Let the review begin!
Board: Bataleon Goliath
Size: 161 wide
Bindings: '08 Burton Cartels 
Angles: 15 negative 13
Boots: Burton Moto size 15
Weight: 240 lbs
Conditions: A little bit of everything

Day 1:
I took my dads car on Friday for a road trip up to Mt. Washington with some friends and my new Goliath that had arrived the day before. Couldn't have been more excited to get out on the mountain and test out TBT to see if all the hype is true (Spoiler alert: it is). 

The forecast that I checked the night before called for lots of fresh snow, sadly when we got there not a cm of fresh snow was in sight. In fact the runs were all icy as hell, so it was time to see how TBT held up on ice and it did not let me down. The board didn't slip up or slide out at all, it hard great edge hold no matter how icy it got on patches. This board held up to me bombing down runs while my friends were all sketching out about slipping out on the ice and coming down nice and slowly behind me. 

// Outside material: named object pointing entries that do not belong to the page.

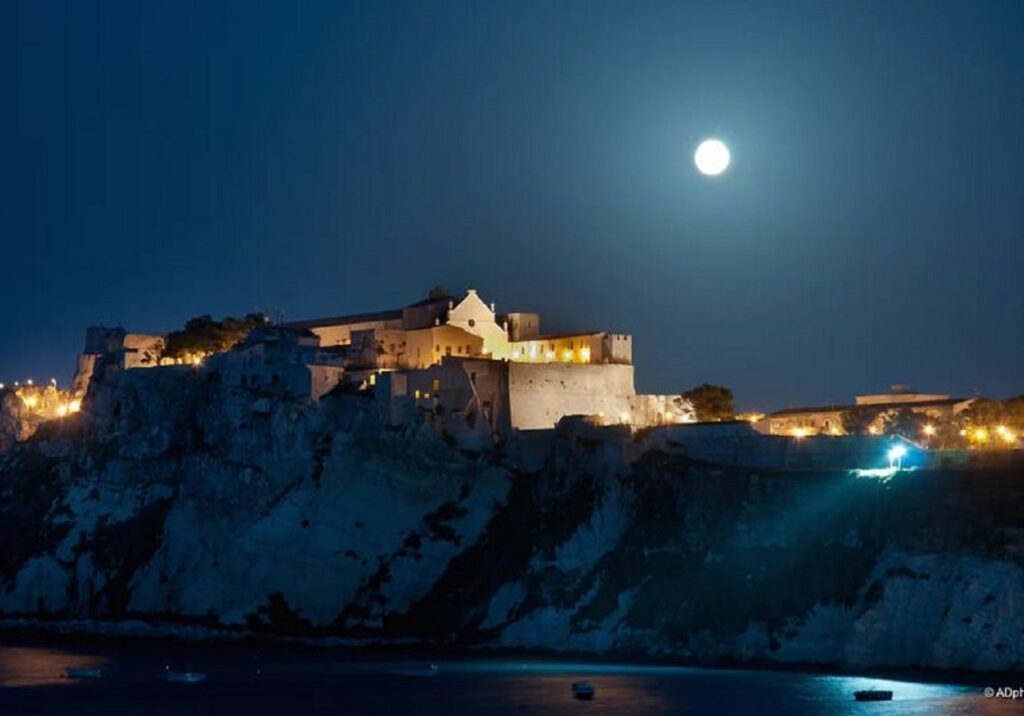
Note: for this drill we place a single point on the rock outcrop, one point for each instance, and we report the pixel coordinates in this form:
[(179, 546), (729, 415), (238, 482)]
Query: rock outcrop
[(175, 500)]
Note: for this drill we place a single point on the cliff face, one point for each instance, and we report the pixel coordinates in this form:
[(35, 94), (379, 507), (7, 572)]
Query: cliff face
[(175, 500)]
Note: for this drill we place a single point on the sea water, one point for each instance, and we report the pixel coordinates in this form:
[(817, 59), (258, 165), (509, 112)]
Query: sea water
[(262, 680)]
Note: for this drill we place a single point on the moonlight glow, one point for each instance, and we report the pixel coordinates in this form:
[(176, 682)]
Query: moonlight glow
[(712, 157)]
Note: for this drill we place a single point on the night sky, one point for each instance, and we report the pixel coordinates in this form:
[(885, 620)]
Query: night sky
[(166, 160)]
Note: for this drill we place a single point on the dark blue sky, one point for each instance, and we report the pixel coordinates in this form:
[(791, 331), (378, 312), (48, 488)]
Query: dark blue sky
[(164, 160)]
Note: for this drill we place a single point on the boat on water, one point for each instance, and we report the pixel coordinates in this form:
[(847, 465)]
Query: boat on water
[(584, 690), (872, 695), (184, 676), (417, 670)]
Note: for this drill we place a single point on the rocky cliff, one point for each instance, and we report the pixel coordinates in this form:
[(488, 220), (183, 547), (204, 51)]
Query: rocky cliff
[(174, 500)]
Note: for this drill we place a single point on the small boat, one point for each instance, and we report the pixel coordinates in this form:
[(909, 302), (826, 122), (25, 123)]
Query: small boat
[(584, 690), (417, 670), (872, 695), (184, 676)]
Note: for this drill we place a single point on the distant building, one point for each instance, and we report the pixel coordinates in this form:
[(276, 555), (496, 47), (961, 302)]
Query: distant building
[(827, 420), (440, 359), (115, 348), (422, 334)]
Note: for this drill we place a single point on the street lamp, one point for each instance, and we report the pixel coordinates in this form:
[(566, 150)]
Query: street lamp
[(896, 455)]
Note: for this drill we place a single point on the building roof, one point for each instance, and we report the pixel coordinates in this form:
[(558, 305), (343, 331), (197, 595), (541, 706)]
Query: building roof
[(871, 406), (394, 314), (556, 336)]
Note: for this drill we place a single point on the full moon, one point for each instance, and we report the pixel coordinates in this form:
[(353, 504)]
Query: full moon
[(712, 157)]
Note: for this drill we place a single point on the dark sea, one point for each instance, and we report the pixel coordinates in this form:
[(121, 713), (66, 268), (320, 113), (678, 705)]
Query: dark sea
[(258, 680)]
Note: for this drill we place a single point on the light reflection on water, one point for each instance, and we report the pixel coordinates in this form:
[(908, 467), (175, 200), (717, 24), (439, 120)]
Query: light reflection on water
[(265, 681), (22, 667)]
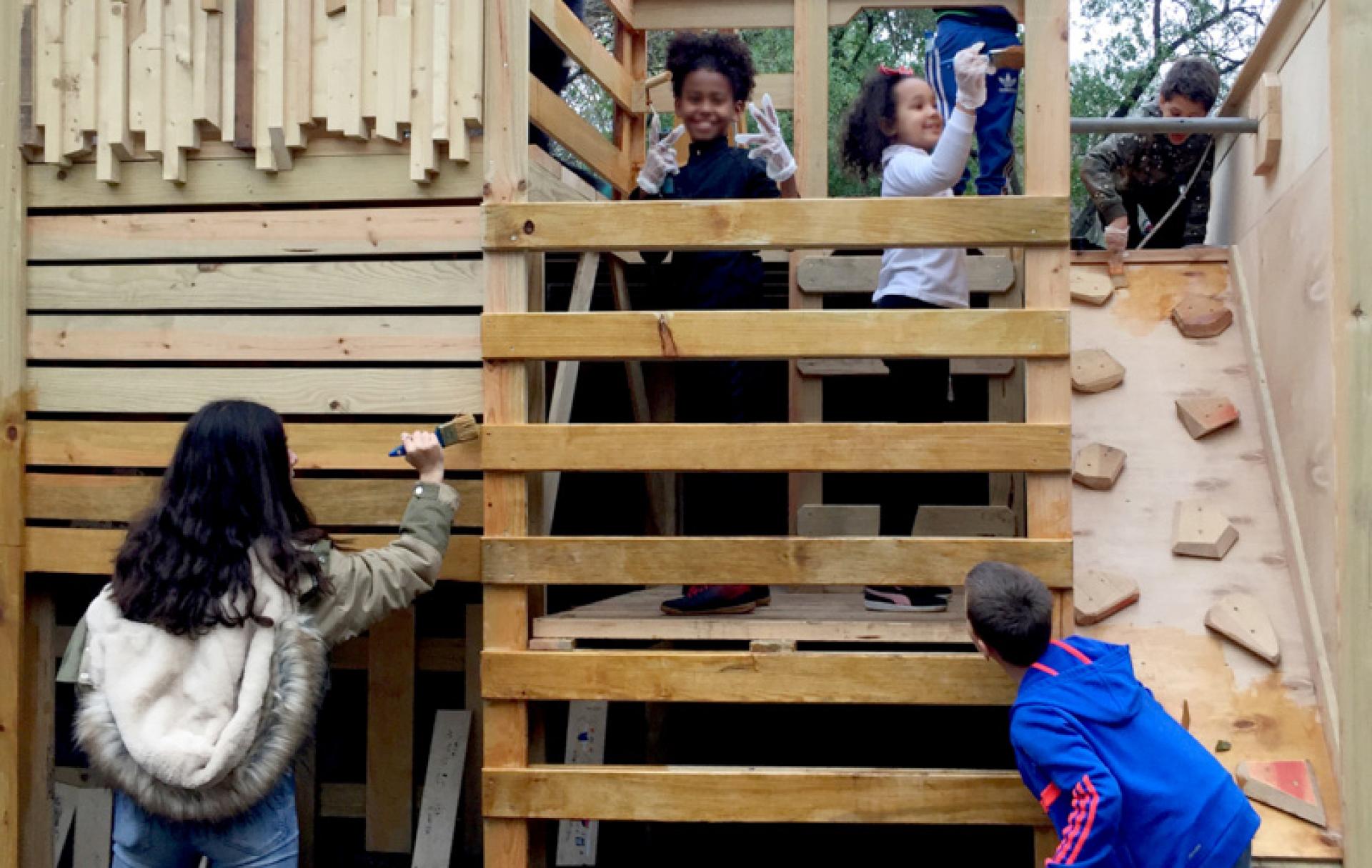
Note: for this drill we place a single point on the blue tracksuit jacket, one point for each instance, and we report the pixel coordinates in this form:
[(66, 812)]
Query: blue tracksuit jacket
[(1124, 783)]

By midday the sun was out and the snow softened up and let me really release the board for some true bombing and this board felt like it had come home. The base being syntruded is not as fast as the sintered base on my revolver but the Goliath feels way more stable at speeds and I was able to push it faster then the Revolver. Carving with TBT is a dream, carves are easy as pie to initiate and the board just rolls from edge to edge effortlessly. 

Didn't hit the park at all on the first day but took it off some small kickers built on the sides of runs and other rollers and drops. The board handled great in the air, I'm not great at tricks but I was pulling off 1's and 3's and landing them clean. TBT works great for jumping and I found that the landings feel way smoother then any other board I've ridden. The board ollies well to, I was popping higher with this board then my other boards by far. 

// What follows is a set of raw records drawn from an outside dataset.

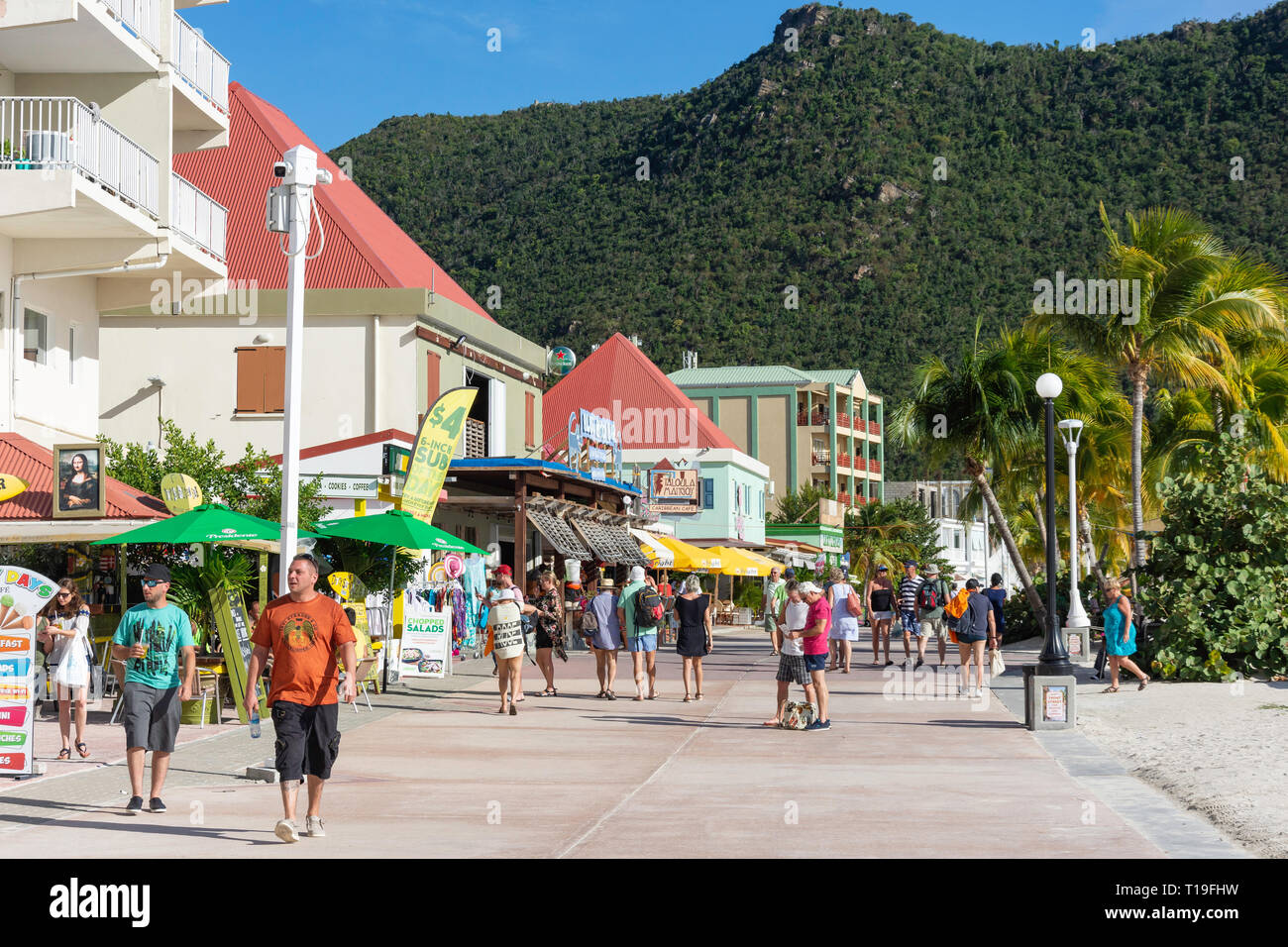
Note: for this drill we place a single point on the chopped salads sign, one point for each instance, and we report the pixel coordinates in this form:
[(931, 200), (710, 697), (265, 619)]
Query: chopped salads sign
[(22, 594)]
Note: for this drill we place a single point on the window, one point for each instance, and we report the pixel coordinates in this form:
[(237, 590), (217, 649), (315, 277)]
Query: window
[(35, 328), (261, 379)]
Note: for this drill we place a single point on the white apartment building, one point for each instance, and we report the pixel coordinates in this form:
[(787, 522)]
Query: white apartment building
[(97, 98), (971, 548)]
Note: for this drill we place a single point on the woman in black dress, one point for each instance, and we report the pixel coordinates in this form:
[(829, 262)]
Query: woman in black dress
[(694, 611)]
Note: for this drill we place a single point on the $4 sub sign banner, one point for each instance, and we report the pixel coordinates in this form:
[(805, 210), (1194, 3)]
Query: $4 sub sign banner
[(436, 446)]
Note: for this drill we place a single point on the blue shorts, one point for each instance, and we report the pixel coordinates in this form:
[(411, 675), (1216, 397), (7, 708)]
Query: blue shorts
[(910, 624)]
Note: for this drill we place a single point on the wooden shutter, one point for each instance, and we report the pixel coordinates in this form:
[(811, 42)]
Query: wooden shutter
[(432, 379), (250, 380)]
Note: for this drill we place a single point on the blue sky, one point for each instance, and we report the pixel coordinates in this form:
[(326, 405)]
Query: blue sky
[(364, 60)]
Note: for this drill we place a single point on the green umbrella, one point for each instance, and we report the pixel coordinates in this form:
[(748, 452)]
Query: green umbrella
[(395, 528), (211, 522)]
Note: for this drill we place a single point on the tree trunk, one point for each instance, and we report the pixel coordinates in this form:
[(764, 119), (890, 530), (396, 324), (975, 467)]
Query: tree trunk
[(977, 472)]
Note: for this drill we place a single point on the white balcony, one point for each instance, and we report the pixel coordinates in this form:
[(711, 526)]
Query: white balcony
[(42, 136), (198, 217), (200, 63)]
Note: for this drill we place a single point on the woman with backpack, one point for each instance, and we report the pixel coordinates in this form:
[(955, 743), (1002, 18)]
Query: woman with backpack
[(64, 628), (846, 609)]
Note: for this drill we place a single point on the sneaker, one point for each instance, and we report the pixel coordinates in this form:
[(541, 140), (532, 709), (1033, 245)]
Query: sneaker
[(284, 830)]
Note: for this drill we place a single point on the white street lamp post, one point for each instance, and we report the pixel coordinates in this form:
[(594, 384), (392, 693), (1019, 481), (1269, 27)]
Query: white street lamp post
[(1072, 432)]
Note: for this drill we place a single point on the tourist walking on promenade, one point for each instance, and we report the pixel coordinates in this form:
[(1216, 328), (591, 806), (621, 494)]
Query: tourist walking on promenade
[(772, 602), (150, 639), (996, 595), (845, 622), (550, 622), (1120, 637), (791, 663), (931, 618), (818, 620), (303, 630), (695, 641), (974, 628), (639, 595), (606, 638), (909, 590), (881, 613), (64, 628)]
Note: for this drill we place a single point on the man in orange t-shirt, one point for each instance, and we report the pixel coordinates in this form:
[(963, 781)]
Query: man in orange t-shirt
[(303, 630)]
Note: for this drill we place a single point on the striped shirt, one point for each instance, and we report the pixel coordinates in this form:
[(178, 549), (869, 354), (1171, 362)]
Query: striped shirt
[(909, 589)]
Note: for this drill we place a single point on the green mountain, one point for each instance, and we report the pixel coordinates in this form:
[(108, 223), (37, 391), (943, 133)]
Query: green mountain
[(815, 167)]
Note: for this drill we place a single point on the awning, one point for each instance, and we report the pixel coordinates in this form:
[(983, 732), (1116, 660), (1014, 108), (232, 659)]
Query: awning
[(559, 535), (653, 551), (688, 557)]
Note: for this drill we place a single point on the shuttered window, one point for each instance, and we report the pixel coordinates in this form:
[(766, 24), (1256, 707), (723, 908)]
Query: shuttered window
[(262, 380)]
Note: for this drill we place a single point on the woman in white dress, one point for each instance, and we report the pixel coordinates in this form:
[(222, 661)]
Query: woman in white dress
[(64, 628), (845, 626)]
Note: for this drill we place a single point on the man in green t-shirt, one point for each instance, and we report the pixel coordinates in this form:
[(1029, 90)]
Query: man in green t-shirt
[(639, 639), (150, 639)]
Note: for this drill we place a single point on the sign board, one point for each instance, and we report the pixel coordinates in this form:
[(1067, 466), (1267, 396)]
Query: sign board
[(11, 486), (1055, 702), (22, 595), (180, 492), (233, 626), (674, 491), (426, 644)]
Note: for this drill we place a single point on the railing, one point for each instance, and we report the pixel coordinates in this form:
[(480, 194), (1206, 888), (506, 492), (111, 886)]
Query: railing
[(198, 217), (39, 132), (141, 17), (198, 62)]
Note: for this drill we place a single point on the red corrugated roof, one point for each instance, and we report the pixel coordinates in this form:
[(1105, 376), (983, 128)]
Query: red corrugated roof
[(617, 371), (364, 248), (35, 466)]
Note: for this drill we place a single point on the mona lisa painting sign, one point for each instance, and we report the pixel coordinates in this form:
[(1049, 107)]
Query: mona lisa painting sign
[(78, 480)]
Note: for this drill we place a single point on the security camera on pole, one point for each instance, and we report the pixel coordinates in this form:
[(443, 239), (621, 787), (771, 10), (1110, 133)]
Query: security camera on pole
[(288, 210)]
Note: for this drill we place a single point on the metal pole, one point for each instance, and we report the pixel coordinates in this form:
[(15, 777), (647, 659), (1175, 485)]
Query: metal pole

Towards the end of the day the snow turned to melted slush and got sticky as hell which really sucked, and on top of that it started to rain so we called it a day and headed home.

That was it for riding on Friday, came home stoked on life despite the weather for the day being less then desirable.

Day Two:
Took the board back up on Sunday for round two of the goliath's trial. Arrived to 15 cm of fresh snow and I was stoked to take this on some powder and in the trees. 

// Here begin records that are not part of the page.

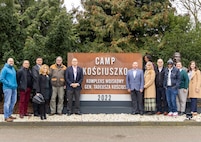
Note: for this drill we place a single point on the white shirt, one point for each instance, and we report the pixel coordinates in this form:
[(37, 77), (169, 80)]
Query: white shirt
[(75, 72), (160, 69), (169, 83), (134, 73)]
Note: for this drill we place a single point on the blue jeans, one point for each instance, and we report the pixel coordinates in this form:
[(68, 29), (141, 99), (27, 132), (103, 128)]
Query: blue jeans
[(193, 104), (161, 101), (171, 94), (10, 98)]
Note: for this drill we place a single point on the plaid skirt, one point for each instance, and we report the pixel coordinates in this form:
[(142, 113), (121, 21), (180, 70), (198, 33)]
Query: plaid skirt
[(150, 104)]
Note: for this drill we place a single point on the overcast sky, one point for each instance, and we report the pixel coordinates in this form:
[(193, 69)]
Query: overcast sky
[(77, 3), (72, 3)]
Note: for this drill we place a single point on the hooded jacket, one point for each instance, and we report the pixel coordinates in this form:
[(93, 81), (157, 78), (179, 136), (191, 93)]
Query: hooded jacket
[(8, 77)]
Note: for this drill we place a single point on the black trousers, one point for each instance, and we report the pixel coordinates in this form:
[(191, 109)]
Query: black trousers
[(36, 107), (44, 108), (1, 92), (73, 94), (161, 101), (137, 101)]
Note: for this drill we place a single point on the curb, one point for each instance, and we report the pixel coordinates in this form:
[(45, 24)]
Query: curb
[(42, 124)]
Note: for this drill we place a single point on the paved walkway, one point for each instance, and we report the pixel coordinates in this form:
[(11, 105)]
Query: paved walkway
[(100, 134), (106, 119)]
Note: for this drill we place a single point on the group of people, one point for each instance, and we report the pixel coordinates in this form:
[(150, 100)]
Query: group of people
[(51, 82), (154, 90), (165, 89)]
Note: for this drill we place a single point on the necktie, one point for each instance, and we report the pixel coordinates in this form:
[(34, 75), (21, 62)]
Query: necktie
[(75, 72)]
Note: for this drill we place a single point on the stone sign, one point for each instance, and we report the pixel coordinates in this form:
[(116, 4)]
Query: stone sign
[(105, 75)]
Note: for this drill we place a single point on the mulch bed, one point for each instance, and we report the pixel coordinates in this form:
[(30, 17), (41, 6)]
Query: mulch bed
[(16, 109)]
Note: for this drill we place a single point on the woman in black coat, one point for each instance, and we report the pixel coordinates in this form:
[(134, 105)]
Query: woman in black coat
[(44, 88)]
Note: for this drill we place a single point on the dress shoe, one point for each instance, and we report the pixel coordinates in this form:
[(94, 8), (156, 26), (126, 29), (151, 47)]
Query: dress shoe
[(158, 113), (165, 113), (78, 113), (69, 113), (194, 113), (133, 113), (41, 117), (27, 114), (181, 113), (36, 114), (149, 113), (21, 116), (12, 117), (51, 114), (141, 113), (9, 120)]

Once again the board handled like a dream. It took everything I threw at it and was begging for more. Sadly I couldn't give it mroe as the sun came out at 11 and melted all the snow so the rest of the day was stick slush. It got so bad that I could bomb straight down a run and still not have enough speed to make it more then 50 feet then it flattened out at the bottom so there was allot of skating to lifts and towing my friends behind me because everyone was getting stuck.

That's it for the review for now, I'm getting a pair of Burton Triad's on Thursday so I'll be throwing those on and taking this baby into the park on Sunday to see how this handles some real jumps.


----------



## Gnarly (Mar 12, 2008)

I'm glad you liked it. Gotta love the 161W and carving for sure. Did it take you any time to get used to the TBT?


----------



## BigC_ 13 (Dec 28, 2008)

It really only took one or two runs to get used too. It wasn't a massive change in riding style that I expected but instead it was quick and easy to catch on too.


----------



## conwayeast (Nov 6, 2008)

I have been able to take mine out about 10 times so far. I love this thing. I have been beating the bag out of it and it just wants more. You have to wax it often tho esp in these spring conditions.


----------



## BigC_ 13 (Dec 28, 2008)

conwayeast said:


> I have been able to take mine out about 10 times so far. I love this thing. I have been beating the bag out of it and it just wants more. You have to wax it often tho esp in these spring conditions.


I've noticed that too, after a day of riding all the wax is gone from the edges. I figured it would get better after a couple waxes though as most boards take a couple waxes for it to really sink in.


----------